The song was written by Rome for his and Charles Friedman's 1938 satirical musical revue Sing out the News, where it was introduced by Rex Ingram and chorus and bandleader Hazel Scott. The song was performed in the musical in the context of a block party in Harlem. Rome's biographer, Tighe E. Zimmers, described the song as "Rome at his tuneful, liberal best, celebrating the birth of a black baby while paying homage to Franklin D. Roosevelt." It has also been described as "patronizing, if well-meant" by Guido van Rijn in his 1995 book Roosevelt's Blues: African-American Blues and Gospel Artists on President Franklin D. Roosevelt.

The song was first recorded by Chick Webb and His Orchestra with vocalist Ella Fitzgerald and released by Decca Records as catalog number 2105, with the flip side "I Love Each Move You Make". It was recorded by 16 other American and British vocalists within a year. Judy Garland released it as the B side to her 1941 single "How About You?" as Decca 4072.

Other satirical songs in the musical included "I Married a Republican" and "My Heart is Unemployed". Rome later contributed the song "Little Miss Victory Jones" to Howard Dietz and Vernon Duke's 1942 satirical revue Dancing in the Streets, but it was not perceived as successful as "F.D.R. Jones" being described by writer Louis Kronenberger as "more a puniest sort of stepsister" rather than a cousin to "F.D.R. Jones". "F.D.R. Jones" subsequently won an award from the American Society of Composers, Authors, and Publishers (ASCAP) as one of the best songs of 1938.

The song was extremely popular from its debut, and sold 70,000 sheet music copies. It was covered by Cab Calloway, Chick Webb, Flanagan & Allen, Glenn Miller, as well as Fitzgerald and Garland. In his 1994 book My Singing Teachers, singer Mel Tormé described Fitzgerald's version as one of his favourites that she recorded with the Chick Webb band and that she sang it with "great humor".

The songs popularity endured until World War II, it was subsequently sung by soldiers waiting to be evacuated after the Battle of Dunkirk in 1940 and broadcast with altered lyrics by the Nazi propagandist band Charlie and his Orchestra in January 1942 as part of an antisemitic attack on Roosevelt.

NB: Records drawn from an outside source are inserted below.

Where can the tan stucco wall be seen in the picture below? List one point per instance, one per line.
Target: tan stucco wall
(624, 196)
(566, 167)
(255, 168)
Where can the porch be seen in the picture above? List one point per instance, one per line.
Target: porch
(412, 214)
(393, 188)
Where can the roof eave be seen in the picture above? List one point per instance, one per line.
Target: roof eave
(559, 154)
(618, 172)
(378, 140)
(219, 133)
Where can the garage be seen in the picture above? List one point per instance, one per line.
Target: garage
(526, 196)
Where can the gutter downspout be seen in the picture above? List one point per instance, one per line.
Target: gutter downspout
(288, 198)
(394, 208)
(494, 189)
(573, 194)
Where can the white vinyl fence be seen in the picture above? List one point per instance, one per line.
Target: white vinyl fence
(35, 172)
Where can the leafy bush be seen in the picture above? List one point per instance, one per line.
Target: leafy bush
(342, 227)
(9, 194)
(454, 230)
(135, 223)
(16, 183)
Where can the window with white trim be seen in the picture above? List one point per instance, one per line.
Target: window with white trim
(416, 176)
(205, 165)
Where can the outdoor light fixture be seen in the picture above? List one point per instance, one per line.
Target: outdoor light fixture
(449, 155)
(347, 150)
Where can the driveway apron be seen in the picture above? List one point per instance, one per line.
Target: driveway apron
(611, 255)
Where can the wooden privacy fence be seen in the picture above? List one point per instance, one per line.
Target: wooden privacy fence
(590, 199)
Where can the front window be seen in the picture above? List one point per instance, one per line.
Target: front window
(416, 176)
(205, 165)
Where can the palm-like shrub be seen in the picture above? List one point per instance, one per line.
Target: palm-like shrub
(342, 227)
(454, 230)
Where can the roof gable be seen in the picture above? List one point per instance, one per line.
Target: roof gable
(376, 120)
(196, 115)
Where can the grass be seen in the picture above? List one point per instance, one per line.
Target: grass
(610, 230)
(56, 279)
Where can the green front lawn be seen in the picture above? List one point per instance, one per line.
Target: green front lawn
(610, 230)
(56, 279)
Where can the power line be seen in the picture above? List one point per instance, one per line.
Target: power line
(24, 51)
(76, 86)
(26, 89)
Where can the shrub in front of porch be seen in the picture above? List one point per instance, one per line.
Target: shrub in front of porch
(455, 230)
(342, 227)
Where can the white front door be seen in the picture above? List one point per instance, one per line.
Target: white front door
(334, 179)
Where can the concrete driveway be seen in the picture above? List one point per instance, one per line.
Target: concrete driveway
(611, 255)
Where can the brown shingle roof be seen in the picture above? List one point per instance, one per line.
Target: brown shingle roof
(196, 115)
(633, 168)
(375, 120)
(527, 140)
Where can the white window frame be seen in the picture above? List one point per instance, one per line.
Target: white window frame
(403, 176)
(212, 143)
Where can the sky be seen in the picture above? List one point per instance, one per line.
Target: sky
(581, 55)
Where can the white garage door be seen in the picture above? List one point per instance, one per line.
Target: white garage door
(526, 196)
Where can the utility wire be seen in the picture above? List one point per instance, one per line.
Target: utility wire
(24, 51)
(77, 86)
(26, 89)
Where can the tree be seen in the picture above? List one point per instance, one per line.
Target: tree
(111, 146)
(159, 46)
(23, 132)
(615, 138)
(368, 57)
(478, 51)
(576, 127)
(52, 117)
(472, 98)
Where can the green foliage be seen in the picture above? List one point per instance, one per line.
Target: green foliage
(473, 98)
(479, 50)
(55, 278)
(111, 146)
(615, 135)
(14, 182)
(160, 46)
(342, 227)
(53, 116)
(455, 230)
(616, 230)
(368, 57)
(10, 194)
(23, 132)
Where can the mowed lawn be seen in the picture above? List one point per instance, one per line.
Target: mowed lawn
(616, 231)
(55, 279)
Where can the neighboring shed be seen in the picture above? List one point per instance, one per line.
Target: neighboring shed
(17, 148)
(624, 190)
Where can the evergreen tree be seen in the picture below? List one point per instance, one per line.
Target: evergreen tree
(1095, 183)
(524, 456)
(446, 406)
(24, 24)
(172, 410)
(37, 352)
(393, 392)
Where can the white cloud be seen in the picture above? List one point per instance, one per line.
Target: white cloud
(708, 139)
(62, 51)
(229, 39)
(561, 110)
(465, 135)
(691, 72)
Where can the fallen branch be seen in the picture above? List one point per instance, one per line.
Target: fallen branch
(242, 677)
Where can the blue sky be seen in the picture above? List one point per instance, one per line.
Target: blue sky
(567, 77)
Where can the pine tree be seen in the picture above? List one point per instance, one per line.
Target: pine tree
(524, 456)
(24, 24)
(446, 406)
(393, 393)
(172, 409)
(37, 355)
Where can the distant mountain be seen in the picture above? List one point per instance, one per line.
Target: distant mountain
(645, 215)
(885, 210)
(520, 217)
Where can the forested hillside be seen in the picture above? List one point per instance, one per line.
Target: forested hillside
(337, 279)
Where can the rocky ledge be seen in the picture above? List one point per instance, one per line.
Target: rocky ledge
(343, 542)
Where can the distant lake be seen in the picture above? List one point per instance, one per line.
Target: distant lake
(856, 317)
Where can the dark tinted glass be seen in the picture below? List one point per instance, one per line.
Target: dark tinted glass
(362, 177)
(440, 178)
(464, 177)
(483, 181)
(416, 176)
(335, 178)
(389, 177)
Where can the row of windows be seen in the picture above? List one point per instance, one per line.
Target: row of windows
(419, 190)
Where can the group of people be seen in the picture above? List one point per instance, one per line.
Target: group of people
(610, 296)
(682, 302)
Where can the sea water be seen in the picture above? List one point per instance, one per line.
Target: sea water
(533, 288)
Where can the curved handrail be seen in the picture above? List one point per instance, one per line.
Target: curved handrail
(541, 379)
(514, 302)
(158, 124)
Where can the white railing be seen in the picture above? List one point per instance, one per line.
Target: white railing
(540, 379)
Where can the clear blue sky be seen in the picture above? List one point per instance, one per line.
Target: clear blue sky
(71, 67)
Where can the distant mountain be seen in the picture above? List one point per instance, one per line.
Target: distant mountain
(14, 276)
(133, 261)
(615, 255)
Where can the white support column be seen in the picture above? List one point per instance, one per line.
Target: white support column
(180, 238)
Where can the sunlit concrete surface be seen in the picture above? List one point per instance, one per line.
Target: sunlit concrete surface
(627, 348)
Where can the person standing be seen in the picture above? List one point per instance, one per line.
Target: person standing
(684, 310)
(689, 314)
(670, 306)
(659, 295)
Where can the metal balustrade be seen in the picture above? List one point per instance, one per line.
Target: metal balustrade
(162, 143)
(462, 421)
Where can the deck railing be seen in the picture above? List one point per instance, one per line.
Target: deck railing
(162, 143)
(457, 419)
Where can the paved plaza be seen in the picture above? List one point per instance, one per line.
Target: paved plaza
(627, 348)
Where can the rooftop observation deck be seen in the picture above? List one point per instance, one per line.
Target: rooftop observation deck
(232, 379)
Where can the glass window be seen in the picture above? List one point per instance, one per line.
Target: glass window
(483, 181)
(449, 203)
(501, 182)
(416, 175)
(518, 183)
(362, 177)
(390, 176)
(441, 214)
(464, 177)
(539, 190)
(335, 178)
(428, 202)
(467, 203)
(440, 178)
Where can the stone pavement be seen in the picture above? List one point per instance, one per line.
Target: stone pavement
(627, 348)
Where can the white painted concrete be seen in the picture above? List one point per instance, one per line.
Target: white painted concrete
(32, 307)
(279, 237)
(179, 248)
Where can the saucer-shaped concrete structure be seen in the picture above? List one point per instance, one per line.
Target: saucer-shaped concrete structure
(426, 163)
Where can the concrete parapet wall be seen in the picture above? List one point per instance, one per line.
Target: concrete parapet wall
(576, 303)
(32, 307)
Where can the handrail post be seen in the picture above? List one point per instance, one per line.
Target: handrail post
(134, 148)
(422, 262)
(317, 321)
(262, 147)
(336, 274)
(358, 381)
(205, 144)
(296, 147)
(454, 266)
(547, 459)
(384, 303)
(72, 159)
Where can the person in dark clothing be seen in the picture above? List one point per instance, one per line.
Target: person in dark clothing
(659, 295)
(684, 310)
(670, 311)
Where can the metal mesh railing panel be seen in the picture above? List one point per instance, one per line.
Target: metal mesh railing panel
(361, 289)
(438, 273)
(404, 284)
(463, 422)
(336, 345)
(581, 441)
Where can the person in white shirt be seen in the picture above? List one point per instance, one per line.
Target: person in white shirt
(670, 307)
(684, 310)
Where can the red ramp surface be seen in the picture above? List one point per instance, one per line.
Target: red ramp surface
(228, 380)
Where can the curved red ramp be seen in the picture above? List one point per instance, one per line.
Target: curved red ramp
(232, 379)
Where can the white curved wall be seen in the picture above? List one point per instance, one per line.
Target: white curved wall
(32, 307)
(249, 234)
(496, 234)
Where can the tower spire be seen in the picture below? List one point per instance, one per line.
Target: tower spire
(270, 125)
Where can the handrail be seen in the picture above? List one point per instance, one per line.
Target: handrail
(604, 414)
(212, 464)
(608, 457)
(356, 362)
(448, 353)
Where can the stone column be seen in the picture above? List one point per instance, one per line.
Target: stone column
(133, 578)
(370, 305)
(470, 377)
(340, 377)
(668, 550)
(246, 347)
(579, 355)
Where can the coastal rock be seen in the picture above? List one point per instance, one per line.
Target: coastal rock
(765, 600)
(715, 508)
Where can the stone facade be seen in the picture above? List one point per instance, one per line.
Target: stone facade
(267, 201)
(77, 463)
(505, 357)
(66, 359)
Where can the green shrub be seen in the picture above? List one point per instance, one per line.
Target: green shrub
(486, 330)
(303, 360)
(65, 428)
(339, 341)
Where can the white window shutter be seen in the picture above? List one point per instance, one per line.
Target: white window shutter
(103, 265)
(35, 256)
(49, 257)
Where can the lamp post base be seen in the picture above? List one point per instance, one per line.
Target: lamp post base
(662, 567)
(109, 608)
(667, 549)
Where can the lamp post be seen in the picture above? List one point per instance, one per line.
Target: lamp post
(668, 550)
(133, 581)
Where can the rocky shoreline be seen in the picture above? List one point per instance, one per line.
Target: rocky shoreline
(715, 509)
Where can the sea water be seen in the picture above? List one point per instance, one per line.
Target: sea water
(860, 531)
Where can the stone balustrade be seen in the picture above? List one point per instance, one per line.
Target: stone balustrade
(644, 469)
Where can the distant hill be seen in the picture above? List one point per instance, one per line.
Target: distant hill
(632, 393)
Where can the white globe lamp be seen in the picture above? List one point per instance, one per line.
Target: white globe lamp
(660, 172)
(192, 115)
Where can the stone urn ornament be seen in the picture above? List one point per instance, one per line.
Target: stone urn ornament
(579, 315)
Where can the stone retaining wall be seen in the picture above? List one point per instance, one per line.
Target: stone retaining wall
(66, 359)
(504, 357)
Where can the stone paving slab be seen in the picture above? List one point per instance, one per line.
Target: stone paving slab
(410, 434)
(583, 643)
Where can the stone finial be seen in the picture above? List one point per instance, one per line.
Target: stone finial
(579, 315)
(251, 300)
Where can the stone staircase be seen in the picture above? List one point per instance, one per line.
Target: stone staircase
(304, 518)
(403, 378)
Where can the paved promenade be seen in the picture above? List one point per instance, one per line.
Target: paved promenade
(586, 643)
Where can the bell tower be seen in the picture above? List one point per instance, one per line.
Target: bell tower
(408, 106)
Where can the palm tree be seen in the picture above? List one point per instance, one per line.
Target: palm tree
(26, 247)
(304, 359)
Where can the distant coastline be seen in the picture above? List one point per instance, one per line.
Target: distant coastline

==Garland's Babes On Broadway performance==
The song was performed as part of a minstrel medley by Judy Garland and Mickey Rooney in blackface in the 1941 musical film Babes on Broadway. The medley was subsequently described by Michael Feingold in a 1998 review of recent Garland reissues in the Village Voice as "otherwise unstomachable" apart from Garland's performance of the song which he felt was a "triumphant rendition...innocence joyously cubed and that "...she largely eschews the genre's racist mannerisms. It's just Judy, proud and happy, as a nonwhite male American, a role like other roles".

Feingold concluded that "Distressing as the sequence is, Judy's spirit gets past it. She does not seem to be playing to the blackface, as Jolson does in similar numbers; what stays in the memory is her vocal clarity (the crane shot climbs over a single bell-toned long note), not the horrific racist cartoon. It's the ultimate indication of her power to transcend: There's very little uglier than this in American pop culture, yet even here Judy can find a reserve of dignity, and not be brought down. She does not "sell" racism; at her bosses' behest, she merely wears its costumes".